In the image below, a drinking glass is used as an example component. Explosions mark when a glass was broken and a are color-coded by the reasons they broke. The orange box lists 15 potential causes of glass breakage. This includes dropping, knocked, crushed, shocked by temperature and vibration, they can be mistreated, and they can succumb to previous damage.
For this example, we will assume that a million of a particular type of drinking glass and were made and sold in packs of 12 from stores around the world. The packs of 12 were purchased by individual households, which means that 83,333 homes used the glasses.
Each household is different, and so carries its own hazard risk. Houses with only one adult living it in will have a lower Hazard Rate. Houses with more people in a house, the more times the glasses are used and a higher Hazard Rate. Those with young children and elderly people carrying a greater risk of glass breaks. In this situation, we will assume that a “typical household” has an average of two glasses broken a year.
Before a failure event there first must be an opportunity for a glass to be used. Each glass in the pack of 12 started its service life by being removed from the wrapping and put onto a shelf. At time zero the failure rate will not be zero, because with nearly 1,000,000 opportunities to be broken, some glasses will not make it from the pack to the shelf. So, the failure rate curve for our “typical household” begins at a point slightly above zero to allow for the occasional early life failure. The remaining glasses will not fail until they are broken by some event that happens during their lifetime. Acts of nature are excluded from this basic example.
Along the bottom of the plot are situations and events where glasses are needed. Each use is an opportunity for a glass to be broken. Among the population of 83,000-plus households’ glasses will be broken every day.
Initially the failure rate will start to climb as each month goes by and more opportunities occur for a glass to be used. By the end of 12 to 18 months the range of opportunities will repeat. Annual events will re-occur, occasional random uses of the glasses will arise now and again. In time, a reasonably constant set of opportunities tend to reoccur in each household. If all homes were a “typical household,” then each year on average about 166,667 glasses around the world will be broken and replaced.
Because the failure curve becomes a line after about 18 months, we have a steady rate of breakage at 166,667 per million glasses, which is an average failure rate, or Hazard Rate, of 0.167. This Hazard Rate assumes that each broken glass is replaced after breakage to keep the usable population at a million glasses. This approach is a simple example of determining the failure rate curve of an item in a stable population of items.
If the failed glasses are not replaced, then the population shrinks by 166,667 annually.

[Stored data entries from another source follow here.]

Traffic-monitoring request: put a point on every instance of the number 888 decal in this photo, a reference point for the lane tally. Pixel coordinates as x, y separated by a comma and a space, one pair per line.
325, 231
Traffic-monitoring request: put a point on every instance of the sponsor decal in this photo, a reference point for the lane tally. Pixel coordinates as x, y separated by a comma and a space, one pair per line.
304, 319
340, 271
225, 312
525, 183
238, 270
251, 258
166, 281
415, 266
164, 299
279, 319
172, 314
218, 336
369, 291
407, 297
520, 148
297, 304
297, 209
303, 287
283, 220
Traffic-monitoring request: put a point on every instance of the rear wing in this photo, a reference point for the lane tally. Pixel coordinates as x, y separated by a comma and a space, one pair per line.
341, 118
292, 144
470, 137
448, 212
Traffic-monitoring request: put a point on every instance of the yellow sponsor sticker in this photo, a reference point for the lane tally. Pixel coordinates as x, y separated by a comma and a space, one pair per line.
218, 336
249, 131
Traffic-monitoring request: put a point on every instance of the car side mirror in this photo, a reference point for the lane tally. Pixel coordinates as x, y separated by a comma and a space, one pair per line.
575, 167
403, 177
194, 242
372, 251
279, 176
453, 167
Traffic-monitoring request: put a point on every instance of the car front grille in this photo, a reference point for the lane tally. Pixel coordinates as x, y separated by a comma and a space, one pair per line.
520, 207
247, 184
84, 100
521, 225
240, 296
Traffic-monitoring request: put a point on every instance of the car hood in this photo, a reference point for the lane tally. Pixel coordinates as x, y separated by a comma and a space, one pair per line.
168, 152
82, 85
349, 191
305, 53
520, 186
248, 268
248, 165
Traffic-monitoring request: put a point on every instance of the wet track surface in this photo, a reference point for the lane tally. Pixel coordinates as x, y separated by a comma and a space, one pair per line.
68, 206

Because the opportunities to use glasses are reasonably consistent each year, the number of glass breakages will remain at the “typical” level year to year. In the second year of our “typical” two-glass-breakage-per-year household, another 166,667 glasses will be broken world-wide. But since the initial population was 833,333 (1,000,000 – 166,667). The Hazard Rate would then be 0.2 (166,667 / 833,333). Each year the Hazard Rate would rise as the remaining population decreases.
As we can see from this example, it is best to model your own failure data. To do that you must have impeccable historic records of when your items failed, and the history of how they were failed. The unfortunate truth is that hardly any company in the world collects failure data to that level of detail. And so, Reliability Engineers must make assumptions and build some sort of model, even though the model will not be a true reflection of reality.
Larry George says
“… it is best to model your own failure data. To do that you must have impeccable historic records of when your items failed, and the history of how they were failed. The unfortunate truth is that hardly any company in the world collects failure data to that level of detail.”
Companies don’t need life data by item name or serial number for each product or its parts (or even a sample), to make nonparametric estimates of age-specific field failure rate functions, without unwarranted assumptions, for all its products and their service parts. Periodic ships and returns counts data required by GAAP are statistically sufficient.
Thanks to Fred for publishing:
and a some more of my articles explain:
Revenue=ships*Price per unit shipped
Warranty or service cost = service cost*number of complaints, part services, or spares consumption.
I admit, it takes work to extract periodic ships and returns counts. It also takes gozinto theory and BoMs to convert product installed base into parts’ installed base by age. It takes statistics to convert ships and returns counts into nonparametric estimates of failure rate functions. Then you can compare the cost of a little work on GAAP data with the cost of tracking the life every product or part, or even a sample.